Greg Vollet, Director of GTWS, was his usual enigmatic self in his quotes, proclaiming this as a first for trail running, ‘breaking new ground for our sport and series’ and that the deal ‘sends a message to brands and athletes’. I would add it also sets a prominent line in the sand in the battle for advertisers and audiences between UTMB and GTWS. They are both waging war using similar tactics, but it appears Greg has got one up on the Polleti’s here.
For those that don’t know Eurosport, they’re a Pan-European broadcaster of live sports with rights to many events - tennis and cycling being their meat and potatoes, with a whole array of other sports being their accompanying vegetables (to stretch that metaphor beyond where it needed to go).
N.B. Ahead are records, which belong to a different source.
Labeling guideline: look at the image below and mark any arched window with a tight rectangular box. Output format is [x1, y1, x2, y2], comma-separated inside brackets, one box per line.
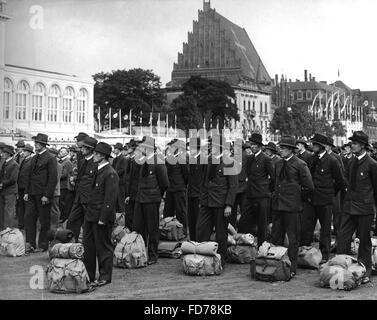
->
[32, 83, 45, 121]
[3, 78, 13, 120]
[306, 90, 312, 100]
[297, 91, 303, 100]
[15, 81, 29, 120]
[62, 87, 74, 123]
[48, 85, 60, 122]
[77, 89, 88, 124]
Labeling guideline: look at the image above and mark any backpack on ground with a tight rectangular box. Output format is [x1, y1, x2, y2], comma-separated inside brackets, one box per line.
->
[297, 246, 322, 269]
[227, 245, 256, 264]
[0, 228, 25, 257]
[159, 217, 185, 241]
[158, 241, 182, 259]
[111, 226, 131, 247]
[46, 258, 90, 294]
[113, 232, 148, 268]
[182, 253, 222, 276]
[49, 243, 85, 260]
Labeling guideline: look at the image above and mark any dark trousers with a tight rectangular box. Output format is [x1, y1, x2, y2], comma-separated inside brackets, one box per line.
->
[116, 184, 126, 213]
[271, 211, 300, 273]
[332, 192, 342, 235]
[0, 193, 17, 231]
[83, 220, 113, 283]
[59, 189, 75, 221]
[187, 197, 200, 241]
[16, 188, 26, 229]
[24, 195, 52, 250]
[301, 204, 332, 260]
[163, 190, 188, 234]
[125, 200, 135, 230]
[66, 202, 86, 242]
[239, 197, 269, 247]
[196, 206, 228, 261]
[133, 202, 160, 261]
[337, 213, 373, 277]
[229, 192, 246, 230]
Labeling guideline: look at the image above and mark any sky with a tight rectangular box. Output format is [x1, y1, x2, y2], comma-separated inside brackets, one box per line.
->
[4, 0, 377, 90]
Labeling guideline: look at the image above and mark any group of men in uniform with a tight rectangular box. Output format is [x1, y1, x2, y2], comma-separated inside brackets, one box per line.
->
[1, 128, 377, 286]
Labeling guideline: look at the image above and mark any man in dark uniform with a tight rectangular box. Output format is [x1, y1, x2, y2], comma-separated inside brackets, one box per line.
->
[133, 136, 169, 265]
[187, 137, 202, 241]
[271, 136, 314, 277]
[74, 132, 89, 164]
[16, 144, 34, 230]
[163, 139, 189, 235]
[296, 138, 312, 165]
[84, 142, 119, 287]
[337, 131, 377, 284]
[239, 133, 274, 246]
[14, 140, 25, 165]
[67, 136, 98, 242]
[196, 135, 238, 265]
[301, 134, 346, 262]
[0, 145, 19, 230]
[24, 133, 58, 253]
[265, 142, 280, 166]
[58, 147, 74, 224]
[112, 143, 127, 215]
[341, 142, 354, 168]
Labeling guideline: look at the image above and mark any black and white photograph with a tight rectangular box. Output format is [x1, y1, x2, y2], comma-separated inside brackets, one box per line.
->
[0, 0, 377, 307]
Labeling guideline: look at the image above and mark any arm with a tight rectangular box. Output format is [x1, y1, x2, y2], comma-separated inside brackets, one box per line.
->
[299, 162, 314, 196]
[45, 156, 58, 199]
[156, 164, 169, 195]
[181, 163, 189, 186]
[225, 169, 238, 207]
[370, 161, 377, 208]
[331, 158, 346, 194]
[265, 155, 275, 193]
[100, 172, 119, 224]
[2, 162, 19, 188]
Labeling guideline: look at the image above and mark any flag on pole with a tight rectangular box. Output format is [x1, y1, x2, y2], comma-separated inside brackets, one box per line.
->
[113, 112, 118, 119]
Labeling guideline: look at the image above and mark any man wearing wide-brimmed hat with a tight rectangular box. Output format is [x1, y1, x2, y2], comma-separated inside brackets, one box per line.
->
[337, 131, 377, 284]
[271, 136, 314, 278]
[341, 142, 353, 167]
[112, 142, 128, 217]
[264, 141, 280, 166]
[0, 145, 19, 230]
[24, 133, 58, 253]
[66, 136, 98, 241]
[74, 132, 89, 164]
[296, 138, 312, 165]
[16, 144, 34, 230]
[14, 140, 26, 165]
[300, 133, 346, 263]
[84, 142, 119, 287]
[239, 133, 274, 247]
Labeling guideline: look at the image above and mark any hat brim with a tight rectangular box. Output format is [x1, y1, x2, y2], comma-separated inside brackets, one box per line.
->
[310, 140, 327, 148]
[296, 141, 308, 147]
[348, 137, 371, 147]
[249, 138, 263, 145]
[32, 138, 50, 146]
[279, 143, 298, 149]
[264, 146, 277, 152]
[23, 148, 34, 153]
[96, 151, 113, 158]
[81, 143, 96, 149]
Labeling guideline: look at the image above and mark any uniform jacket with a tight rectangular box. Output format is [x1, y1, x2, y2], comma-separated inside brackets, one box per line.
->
[0, 158, 19, 196]
[112, 154, 128, 186]
[188, 163, 202, 198]
[17, 156, 32, 190]
[329, 151, 345, 172]
[126, 158, 140, 201]
[14, 152, 25, 165]
[200, 159, 238, 208]
[272, 155, 314, 212]
[74, 156, 97, 204]
[309, 152, 346, 206]
[235, 151, 248, 194]
[166, 162, 189, 192]
[342, 154, 354, 170]
[136, 160, 169, 204]
[297, 150, 312, 165]
[271, 154, 281, 167]
[59, 157, 73, 190]
[27, 150, 58, 199]
[246, 151, 275, 199]
[343, 153, 377, 216]
[86, 163, 119, 224]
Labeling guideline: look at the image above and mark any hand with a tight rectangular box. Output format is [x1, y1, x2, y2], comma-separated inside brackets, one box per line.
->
[98, 220, 105, 225]
[224, 205, 232, 218]
[23, 194, 29, 201]
[0, 184, 3, 190]
[41, 196, 50, 205]
[125, 196, 130, 205]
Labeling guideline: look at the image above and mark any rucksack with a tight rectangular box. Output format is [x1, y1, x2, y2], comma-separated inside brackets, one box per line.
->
[158, 241, 182, 259]
[49, 243, 85, 260]
[297, 246, 322, 269]
[159, 217, 185, 241]
[111, 226, 131, 247]
[227, 245, 256, 264]
[113, 232, 148, 268]
[46, 258, 90, 294]
[0, 228, 25, 257]
[182, 253, 222, 276]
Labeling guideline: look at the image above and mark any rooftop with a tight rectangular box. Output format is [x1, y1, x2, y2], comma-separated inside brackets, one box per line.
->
[5, 64, 77, 78]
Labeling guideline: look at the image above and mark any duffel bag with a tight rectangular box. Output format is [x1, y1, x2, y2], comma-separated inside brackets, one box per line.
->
[111, 226, 131, 246]
[158, 241, 182, 259]
[159, 217, 185, 241]
[46, 258, 91, 294]
[227, 245, 256, 264]
[0, 228, 25, 257]
[233, 233, 255, 246]
[182, 253, 222, 276]
[47, 229, 75, 244]
[298, 246, 322, 269]
[251, 254, 291, 282]
[48, 243, 84, 260]
[181, 241, 218, 256]
[113, 232, 147, 268]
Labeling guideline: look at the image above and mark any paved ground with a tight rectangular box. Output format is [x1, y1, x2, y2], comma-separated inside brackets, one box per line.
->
[1, 252, 377, 300]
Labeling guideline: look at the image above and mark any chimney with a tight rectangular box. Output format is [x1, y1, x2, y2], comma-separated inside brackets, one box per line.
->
[309, 73, 312, 81]
[312, 77, 316, 82]
[275, 74, 278, 86]
[304, 70, 308, 82]
[289, 79, 291, 82]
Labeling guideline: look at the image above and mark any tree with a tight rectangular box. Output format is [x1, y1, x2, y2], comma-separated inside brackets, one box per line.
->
[170, 76, 239, 131]
[93, 68, 165, 130]
[331, 120, 346, 137]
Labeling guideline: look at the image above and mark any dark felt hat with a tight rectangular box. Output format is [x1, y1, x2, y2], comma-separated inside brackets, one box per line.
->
[23, 144, 34, 153]
[264, 142, 278, 153]
[279, 136, 298, 149]
[296, 138, 308, 147]
[49, 147, 59, 156]
[3, 145, 15, 156]
[348, 131, 370, 147]
[249, 133, 263, 145]
[310, 133, 328, 148]
[326, 136, 335, 148]
[32, 133, 50, 146]
[15, 140, 25, 148]
[74, 132, 89, 142]
[113, 142, 124, 151]
[94, 142, 113, 157]
[81, 136, 98, 149]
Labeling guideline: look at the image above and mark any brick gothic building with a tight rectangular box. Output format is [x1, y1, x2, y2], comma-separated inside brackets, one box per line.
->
[166, 0, 273, 142]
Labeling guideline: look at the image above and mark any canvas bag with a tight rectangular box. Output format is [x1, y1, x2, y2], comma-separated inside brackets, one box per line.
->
[46, 258, 90, 294]
[114, 212, 126, 227]
[158, 241, 182, 259]
[113, 232, 148, 268]
[227, 245, 256, 264]
[297, 246, 322, 269]
[49, 243, 85, 260]
[111, 226, 131, 246]
[159, 217, 185, 241]
[0, 228, 25, 257]
[182, 253, 222, 276]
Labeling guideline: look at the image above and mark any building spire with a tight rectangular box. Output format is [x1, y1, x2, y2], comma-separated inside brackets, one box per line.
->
[203, 0, 211, 12]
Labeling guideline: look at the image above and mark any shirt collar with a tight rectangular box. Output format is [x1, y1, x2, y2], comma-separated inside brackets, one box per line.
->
[37, 149, 47, 156]
[60, 155, 69, 161]
[85, 154, 94, 161]
[319, 151, 326, 159]
[97, 161, 109, 171]
[5, 157, 12, 163]
[255, 150, 262, 158]
[285, 154, 294, 162]
[300, 149, 306, 155]
[356, 152, 367, 161]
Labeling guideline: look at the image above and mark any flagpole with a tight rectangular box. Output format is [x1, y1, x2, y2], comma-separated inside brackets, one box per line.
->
[150, 112, 152, 136]
[174, 114, 177, 137]
[119, 108, 122, 133]
[140, 111, 143, 136]
[98, 107, 101, 133]
[158, 113, 161, 136]
[129, 109, 132, 135]
[109, 107, 112, 131]
[166, 113, 168, 138]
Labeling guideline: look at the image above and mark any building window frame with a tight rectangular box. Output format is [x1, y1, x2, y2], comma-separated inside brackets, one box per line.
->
[3, 78, 13, 120]
[32, 83, 45, 122]
[306, 90, 312, 100]
[297, 91, 303, 101]
[15, 80, 29, 121]
[62, 87, 74, 123]
[77, 88, 88, 124]
[48, 85, 60, 122]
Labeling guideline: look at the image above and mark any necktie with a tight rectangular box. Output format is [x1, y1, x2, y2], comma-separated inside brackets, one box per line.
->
[311, 155, 320, 175]
[279, 160, 290, 180]
[33, 153, 40, 173]
[77, 159, 89, 182]
[350, 158, 360, 191]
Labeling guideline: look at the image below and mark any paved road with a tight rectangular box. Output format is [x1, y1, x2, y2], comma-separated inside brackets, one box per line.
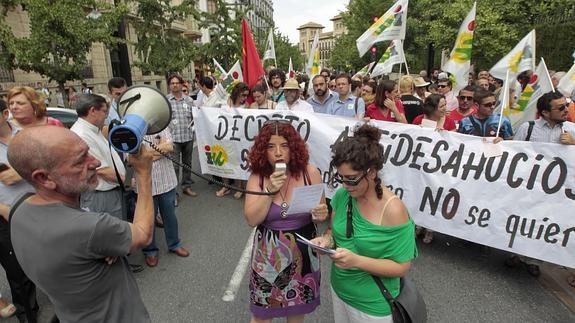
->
[1, 167, 574, 322]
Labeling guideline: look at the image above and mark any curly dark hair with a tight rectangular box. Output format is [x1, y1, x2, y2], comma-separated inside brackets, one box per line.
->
[268, 68, 286, 86]
[248, 122, 309, 179]
[331, 123, 384, 199]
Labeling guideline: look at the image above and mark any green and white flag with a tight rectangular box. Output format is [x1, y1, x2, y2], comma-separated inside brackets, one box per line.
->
[356, 0, 408, 57]
[490, 30, 536, 80]
[213, 58, 227, 80]
[507, 58, 553, 130]
[442, 2, 476, 93]
[370, 40, 406, 78]
[558, 62, 575, 98]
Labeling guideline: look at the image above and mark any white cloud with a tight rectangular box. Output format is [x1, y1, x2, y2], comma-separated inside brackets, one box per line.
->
[272, 0, 349, 45]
Ultimately these deals are about attracting high value advertisers and audiences – the more of each, the higher the value your media rights are, the more future potential revenue. Both deals seek to grow their audience through increasing their distribution surface area with different broadcasting and streaming partners in lucrative markets. They have both sought out platforms that attract audiences from adjacent sports, e.g endurance and action sports, who have a higher potential to watch another endurance/action sport. The differences come when you consider the breadth and value of the audiences attached to each distributor.
Sure, the scale of Eurosport’s audience is impressive, likely with a higher reach than all of UTMB’s deals combined, but what’s more beneficial to GTWS is that they are also more likely to be affluent, late 20s to middle age, pay-tv subscribers, a gold mine for advertisers and for GTWS value. Additionally, if this study is anything to go by (more on this research in the near future), the trail running audience skews older and more affluent than the average population anyway – a perfect match! Through combining Eurosports linear and streaming distribution, with GTWS’ YouTube stream, Vollet gets to increase distribution without cannablising the value of other deals.
(A small caveat to the cannabalisation – the production will still be done by GTWS, so the presentation will be the exact same regardless of what platform you use. Unlike UTMB who have LiveTrail, GTWS don’t have their own data platform to enhance engagement and Eurosport won’t want to invest in a sport they’re unsure of the value of yet, hence the production will be the same. At some point the presentation (who is commentating, the visuals, etc) will become enough of a differentiator for rights holders to want to invest in, but not yet.)
UTMB will likely be watching how GTWS do closely. Eurosport has worked with UTMB before, creating and showing the odd highlight package of UTMB 100M– but not live. That was at a time when highlight packages didn’t have as much value as they do today after younger audiences learned to love shorter videos. Ironman’s owners, Advance Publications, are also likely a little peeved off that two companies they have a significant stake in (Ironman and Warner Bros Discovery, owners of Eurosport) couldn’t work together to create a deal before their competitor did. Awkward.
The details of the deal were not released in the press release, but I heard a rumour that GTWS paid Eurosport for the air-time, what is called a ‘time-buy’, rather than the more traditional other way round. When I asked their press department, GTWS just parroted a party line that both parties are happy (which wasn’t the question, but their first response to my question was ‘I don’t know about that deal’, so maybe internal comms isn’t that strong right now). Time-buys are quite unusual, they’re usually used by sports who want to get airtime to build a case study of their value, in hopes of receiving higher media rights deals in the future ( a recent example was when LIV golf was rumoured to be pursuing a time-buy with Fox Sports). Whilst it’s a detail that’s inconsequential to viewers, who paid who is an important marker of the value of trail running to media holders and especially as we begin to see more media rights deals with traditional broadcasters.
As someone whose holiday highlights when growing up included watching obscure sports on Eurosport in various hotels across Europe, I’m elated that soon trail running might be one of those sports. For trail running, it’s a testament to the rising tide of popularity of the sport. Who would have guessed we’d have two media deals in two weeks.